Key Machine Learning Terms and Concepts Cont'd
Other Common Machine Learning terms
Algorithm: A self-contained set of rules used to solve problems through data processing, math, or automated reasoning.
Anomaly Detection: A model that flags unusual events or values and helps you discover problems. For example, credit card fraud detection looks for unusual purchases.
Categorical Data: Data that is organized by categories and that can be divided into groups. For example, a categorical data set for autos could specify year, make, model, and price.
Classification: A model for organizing data points into categories based on a data set for which category groupings are already known.
Feature Engineering: The process of extracting or selecting features related to a data set in order to enhance the data set and improve outcomes. For instance, airfare data could be enhanced by days of the week and holidays. See Feature selection and engineering in Azure Machine Learning.
Module: A functional part in a Machine Learning Studio model, such as Metadata editor module that enables data transformation in data sets. An algorithm is also a type of module in Machine Learning Studio.
Model: A supervised learning model is the product of a machine learning experiment comprised of training data, an algorithm module, and functional modules, such as a Score Model module.
Numerical data: Data that has meaning as measurements (continuous data) or counts (discrete data). Also referred to as quantitative data.
Partition: The method by which you divide data into samples. See Partition and Sample for more information.
Prediction: A prediction is a forecast of a value or values from a machine learning model. You might also see the term “predicted score.” However, predicted scores are not the final output of a model. An evaluation of the model follows the score.
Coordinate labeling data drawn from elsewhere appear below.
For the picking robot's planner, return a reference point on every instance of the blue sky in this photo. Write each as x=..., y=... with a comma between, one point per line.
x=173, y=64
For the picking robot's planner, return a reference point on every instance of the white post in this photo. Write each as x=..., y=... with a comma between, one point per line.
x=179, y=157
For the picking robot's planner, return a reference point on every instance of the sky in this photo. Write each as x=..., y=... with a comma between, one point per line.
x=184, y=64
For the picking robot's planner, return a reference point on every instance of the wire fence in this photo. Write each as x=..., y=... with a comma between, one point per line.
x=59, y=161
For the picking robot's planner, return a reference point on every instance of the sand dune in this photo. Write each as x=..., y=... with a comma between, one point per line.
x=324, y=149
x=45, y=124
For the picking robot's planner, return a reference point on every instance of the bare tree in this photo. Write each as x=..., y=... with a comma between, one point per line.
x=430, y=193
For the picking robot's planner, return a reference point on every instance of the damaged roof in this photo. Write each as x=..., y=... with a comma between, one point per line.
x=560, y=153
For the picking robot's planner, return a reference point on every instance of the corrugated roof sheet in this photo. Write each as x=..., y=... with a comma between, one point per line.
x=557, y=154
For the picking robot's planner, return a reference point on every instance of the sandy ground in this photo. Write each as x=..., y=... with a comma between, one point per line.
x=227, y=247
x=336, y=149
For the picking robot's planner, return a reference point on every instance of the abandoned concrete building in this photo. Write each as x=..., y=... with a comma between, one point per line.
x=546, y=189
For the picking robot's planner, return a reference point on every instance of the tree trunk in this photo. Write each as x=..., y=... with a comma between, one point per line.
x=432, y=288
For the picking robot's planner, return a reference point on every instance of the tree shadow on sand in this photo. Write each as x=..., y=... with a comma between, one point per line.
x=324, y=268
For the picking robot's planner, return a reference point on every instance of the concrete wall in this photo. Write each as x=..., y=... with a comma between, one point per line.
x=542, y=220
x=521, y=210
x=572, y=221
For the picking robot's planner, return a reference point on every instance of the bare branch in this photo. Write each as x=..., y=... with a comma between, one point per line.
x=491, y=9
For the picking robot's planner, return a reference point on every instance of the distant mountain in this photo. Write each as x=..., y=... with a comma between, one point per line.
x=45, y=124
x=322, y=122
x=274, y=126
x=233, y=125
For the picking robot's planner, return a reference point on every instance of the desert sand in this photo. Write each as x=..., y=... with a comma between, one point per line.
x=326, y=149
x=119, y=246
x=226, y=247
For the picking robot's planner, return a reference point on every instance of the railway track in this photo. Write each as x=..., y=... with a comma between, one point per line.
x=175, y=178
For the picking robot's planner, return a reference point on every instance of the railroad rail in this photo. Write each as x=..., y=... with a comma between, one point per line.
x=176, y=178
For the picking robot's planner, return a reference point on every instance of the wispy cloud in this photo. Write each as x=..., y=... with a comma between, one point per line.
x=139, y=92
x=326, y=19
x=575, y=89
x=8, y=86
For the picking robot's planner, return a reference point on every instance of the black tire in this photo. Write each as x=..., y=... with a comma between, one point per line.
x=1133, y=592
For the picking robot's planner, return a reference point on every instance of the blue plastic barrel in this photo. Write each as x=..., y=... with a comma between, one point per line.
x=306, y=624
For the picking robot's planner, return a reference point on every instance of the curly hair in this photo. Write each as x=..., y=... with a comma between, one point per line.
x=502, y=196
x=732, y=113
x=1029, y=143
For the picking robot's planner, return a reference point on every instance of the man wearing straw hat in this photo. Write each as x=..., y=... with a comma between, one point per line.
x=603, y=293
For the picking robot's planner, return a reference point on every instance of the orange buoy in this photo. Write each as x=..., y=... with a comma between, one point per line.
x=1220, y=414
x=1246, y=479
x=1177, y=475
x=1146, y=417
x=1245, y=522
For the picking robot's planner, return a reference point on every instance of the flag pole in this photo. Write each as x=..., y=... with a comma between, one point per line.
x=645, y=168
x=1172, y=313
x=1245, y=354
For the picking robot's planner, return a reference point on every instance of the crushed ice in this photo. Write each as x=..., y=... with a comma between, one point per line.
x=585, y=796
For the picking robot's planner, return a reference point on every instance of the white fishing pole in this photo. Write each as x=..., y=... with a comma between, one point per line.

Regression: A model for predicting a value based on independent variables, such as predicting the price of a car based on its year and make.
Score: A predicted value generated from a trained classification or regression model, using the Score Model module in Machine Learning Studio. Classification models also return a score for the probability of the predicted value. Once you’ve generated scores from a model, you can evaluate the model’s accuracy using the Evaluate Model module.
Sample: A part of a data set intended to be a representative of the whole. Samples can be selected randomly or based on specific features of the data set.